Rancidity is important in view of its direct link with foods and edibles. Both, corrosion and rancidity, are results of redox reactions.
Corrosion is a destructive chemical process in which metals are oxidized in presence of air and moisture. The rusting of iron, tarnishing of silver, development of green coatings on copper, brass and bronze are a few examples of corrosion.
It causes enormous damage to bridges, ships, cars and to all machines which are made of iron or steel. The damage and efforts taken to prevent it costs several crores of rupees a year. Preventing corrosion is a big challenge for an industrially developing country.
How to prevent corrosion?
There are several methods for protecting metals from corrosion, especially iron from rusting:
Plating the metal (iron) with a thin layer of less easily oxidized metal like nickel or chromium. This plating keeps out air (oxygen) and moisture which are main causes of corrosion.
Coating or connecting the metal with more reactive metal or with a metal which is more easily oxidized. For example, iron is connected to magnesium or coated with zinc for protecting it from corrosion. Iron rods are dipped in molten zinc to create a layer on their surface. This process of zinc coating over iron is called galvanization.

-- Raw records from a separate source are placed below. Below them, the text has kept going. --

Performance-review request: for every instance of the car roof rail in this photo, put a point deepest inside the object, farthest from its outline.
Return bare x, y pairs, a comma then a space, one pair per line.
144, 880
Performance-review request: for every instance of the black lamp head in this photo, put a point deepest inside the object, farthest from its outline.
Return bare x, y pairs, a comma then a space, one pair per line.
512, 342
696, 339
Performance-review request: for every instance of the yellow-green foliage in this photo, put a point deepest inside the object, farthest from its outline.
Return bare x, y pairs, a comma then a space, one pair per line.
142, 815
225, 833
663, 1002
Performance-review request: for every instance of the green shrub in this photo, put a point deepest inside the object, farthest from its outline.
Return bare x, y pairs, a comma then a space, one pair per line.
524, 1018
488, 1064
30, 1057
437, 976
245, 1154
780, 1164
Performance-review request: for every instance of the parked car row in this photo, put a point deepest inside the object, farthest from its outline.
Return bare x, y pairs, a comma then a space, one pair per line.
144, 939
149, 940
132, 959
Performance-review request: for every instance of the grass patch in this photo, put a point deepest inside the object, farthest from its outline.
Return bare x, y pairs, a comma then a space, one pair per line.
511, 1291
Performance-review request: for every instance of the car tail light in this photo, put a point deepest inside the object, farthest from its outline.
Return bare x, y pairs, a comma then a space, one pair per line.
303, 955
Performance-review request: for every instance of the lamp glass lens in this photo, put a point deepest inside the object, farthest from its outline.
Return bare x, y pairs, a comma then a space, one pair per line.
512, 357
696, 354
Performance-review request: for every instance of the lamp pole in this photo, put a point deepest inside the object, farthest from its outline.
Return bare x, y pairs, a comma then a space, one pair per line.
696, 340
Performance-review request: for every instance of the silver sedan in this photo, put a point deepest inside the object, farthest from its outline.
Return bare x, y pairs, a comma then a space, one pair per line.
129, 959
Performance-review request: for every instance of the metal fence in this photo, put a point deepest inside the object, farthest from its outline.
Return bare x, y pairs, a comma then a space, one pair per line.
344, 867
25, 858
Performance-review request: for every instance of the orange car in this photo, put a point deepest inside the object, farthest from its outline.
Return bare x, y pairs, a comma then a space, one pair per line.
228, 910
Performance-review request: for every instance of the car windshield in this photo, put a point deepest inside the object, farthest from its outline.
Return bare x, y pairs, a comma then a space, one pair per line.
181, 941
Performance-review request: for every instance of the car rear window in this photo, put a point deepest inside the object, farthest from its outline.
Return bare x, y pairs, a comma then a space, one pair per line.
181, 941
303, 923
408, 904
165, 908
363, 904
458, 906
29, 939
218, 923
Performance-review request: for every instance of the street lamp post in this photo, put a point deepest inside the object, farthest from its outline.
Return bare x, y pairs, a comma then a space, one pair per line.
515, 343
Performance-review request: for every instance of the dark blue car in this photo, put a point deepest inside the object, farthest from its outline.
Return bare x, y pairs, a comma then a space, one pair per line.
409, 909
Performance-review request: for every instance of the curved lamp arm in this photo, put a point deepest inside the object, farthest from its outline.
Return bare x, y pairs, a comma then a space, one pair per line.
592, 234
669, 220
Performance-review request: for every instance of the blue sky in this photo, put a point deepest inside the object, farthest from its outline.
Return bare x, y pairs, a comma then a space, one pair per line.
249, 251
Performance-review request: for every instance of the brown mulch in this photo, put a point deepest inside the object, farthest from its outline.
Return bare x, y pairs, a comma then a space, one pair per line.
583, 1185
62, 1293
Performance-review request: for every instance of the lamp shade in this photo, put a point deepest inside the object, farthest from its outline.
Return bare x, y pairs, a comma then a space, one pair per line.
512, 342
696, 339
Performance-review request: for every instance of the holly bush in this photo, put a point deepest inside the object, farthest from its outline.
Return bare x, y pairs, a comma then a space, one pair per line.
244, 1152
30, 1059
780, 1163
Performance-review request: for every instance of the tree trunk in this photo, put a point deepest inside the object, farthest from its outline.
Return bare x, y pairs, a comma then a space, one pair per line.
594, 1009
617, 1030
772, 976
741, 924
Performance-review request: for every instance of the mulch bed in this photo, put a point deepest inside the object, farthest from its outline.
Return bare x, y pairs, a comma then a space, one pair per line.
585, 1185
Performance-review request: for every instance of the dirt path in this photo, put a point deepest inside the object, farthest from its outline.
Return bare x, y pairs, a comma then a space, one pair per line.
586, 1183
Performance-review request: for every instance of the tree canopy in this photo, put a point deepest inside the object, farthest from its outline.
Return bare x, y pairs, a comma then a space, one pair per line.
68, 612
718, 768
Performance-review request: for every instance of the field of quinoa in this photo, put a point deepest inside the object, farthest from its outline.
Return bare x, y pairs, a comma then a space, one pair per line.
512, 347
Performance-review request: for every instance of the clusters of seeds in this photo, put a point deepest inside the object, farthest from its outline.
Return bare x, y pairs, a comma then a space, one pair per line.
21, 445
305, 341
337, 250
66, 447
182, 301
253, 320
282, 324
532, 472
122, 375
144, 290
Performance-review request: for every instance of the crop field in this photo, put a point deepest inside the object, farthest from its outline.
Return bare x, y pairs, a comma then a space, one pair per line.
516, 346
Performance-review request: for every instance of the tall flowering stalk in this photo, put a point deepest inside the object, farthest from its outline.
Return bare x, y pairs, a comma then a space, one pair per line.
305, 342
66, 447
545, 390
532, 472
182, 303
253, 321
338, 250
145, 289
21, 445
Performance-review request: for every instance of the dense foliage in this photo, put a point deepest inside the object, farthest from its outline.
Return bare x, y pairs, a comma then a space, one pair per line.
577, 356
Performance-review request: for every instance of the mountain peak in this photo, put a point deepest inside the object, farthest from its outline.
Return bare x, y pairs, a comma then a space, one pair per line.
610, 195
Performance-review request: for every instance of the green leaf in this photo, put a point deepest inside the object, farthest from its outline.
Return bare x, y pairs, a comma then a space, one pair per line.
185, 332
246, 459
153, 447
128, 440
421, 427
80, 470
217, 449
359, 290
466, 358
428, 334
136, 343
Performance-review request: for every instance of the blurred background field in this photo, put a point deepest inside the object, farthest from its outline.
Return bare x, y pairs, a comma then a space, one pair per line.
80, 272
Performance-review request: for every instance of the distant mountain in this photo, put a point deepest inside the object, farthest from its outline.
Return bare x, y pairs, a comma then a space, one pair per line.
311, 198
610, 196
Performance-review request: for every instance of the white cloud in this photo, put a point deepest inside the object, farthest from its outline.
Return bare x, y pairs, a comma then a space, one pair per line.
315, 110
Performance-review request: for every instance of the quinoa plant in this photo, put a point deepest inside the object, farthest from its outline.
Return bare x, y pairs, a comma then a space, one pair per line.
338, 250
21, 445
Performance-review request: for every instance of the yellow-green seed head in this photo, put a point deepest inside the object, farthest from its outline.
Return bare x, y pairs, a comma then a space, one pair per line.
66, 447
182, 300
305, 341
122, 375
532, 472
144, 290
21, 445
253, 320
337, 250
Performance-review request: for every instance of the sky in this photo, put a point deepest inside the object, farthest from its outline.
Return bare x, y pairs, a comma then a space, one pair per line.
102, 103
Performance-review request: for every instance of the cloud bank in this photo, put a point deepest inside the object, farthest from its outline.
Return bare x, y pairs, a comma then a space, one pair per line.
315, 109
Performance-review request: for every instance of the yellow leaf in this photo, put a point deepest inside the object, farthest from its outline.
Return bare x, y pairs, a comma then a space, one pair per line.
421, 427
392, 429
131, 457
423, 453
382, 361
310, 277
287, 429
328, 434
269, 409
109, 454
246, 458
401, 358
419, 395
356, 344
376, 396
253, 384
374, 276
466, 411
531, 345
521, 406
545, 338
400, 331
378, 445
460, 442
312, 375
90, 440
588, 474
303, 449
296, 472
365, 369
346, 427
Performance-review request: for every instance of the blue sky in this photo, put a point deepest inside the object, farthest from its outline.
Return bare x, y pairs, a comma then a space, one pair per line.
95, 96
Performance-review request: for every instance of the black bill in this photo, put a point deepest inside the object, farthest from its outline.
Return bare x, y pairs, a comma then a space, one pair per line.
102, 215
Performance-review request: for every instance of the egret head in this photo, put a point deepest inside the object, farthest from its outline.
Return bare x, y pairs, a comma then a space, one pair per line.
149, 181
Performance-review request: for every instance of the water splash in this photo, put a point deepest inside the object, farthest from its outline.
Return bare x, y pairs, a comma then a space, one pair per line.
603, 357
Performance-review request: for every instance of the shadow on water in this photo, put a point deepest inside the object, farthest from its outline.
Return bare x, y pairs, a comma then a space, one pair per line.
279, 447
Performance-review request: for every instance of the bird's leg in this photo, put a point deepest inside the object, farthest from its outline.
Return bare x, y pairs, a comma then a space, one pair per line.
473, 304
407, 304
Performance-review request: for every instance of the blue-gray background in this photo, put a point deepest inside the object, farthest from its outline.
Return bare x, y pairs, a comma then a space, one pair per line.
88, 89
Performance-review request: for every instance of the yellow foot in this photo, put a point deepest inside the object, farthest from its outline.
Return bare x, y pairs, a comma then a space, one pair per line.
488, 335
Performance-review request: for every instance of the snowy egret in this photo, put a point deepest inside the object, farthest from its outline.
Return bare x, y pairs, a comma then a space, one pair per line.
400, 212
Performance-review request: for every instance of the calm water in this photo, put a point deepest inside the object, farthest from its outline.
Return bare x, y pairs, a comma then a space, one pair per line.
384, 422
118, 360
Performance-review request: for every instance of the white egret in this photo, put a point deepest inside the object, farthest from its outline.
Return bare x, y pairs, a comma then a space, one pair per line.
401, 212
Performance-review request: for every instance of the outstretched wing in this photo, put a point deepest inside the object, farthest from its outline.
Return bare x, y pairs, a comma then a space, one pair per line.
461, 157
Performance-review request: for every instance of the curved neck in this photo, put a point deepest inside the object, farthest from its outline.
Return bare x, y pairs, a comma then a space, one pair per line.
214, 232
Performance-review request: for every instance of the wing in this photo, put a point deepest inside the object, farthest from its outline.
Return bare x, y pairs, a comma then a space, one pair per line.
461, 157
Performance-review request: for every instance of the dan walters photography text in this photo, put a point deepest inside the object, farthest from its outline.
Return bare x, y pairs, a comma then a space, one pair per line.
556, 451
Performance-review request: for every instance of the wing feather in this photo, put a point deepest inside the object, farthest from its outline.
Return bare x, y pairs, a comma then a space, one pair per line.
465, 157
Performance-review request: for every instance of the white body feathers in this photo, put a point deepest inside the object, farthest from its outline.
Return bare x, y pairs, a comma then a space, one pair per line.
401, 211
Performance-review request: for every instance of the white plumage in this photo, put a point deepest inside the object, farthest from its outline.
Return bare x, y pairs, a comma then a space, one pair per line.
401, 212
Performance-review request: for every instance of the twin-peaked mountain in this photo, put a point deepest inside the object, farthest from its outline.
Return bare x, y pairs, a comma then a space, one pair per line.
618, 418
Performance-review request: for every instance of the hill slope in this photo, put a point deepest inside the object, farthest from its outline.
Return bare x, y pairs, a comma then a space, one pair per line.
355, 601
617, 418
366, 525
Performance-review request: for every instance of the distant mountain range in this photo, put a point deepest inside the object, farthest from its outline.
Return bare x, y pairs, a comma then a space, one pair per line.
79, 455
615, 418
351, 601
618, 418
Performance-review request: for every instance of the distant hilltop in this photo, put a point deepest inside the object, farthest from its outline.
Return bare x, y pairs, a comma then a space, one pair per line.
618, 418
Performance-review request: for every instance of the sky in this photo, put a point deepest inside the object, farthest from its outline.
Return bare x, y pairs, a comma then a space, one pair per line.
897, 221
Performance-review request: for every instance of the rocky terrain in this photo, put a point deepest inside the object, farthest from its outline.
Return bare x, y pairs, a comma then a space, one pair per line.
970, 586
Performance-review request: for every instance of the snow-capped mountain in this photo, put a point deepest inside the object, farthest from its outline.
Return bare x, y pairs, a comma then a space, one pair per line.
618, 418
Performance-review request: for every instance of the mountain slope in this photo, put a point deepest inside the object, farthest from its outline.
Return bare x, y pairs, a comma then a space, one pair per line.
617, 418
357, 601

Applying a protective coating such as paint.
Fats and oils undergo oxidation and become rancid. This change is called rancidity. Oxidation of fats or oils results into the formation of acids. These acids give unpleasant smell and bad taste.
Many food items which are cooked or fried in oil or fat are kept in air tight containers for sale. Keeping food items in air tight containers helps to slow down the oxidation process. Usually substances which prevent oxidation (anti-oxidants) are added to food items containing fats and oils.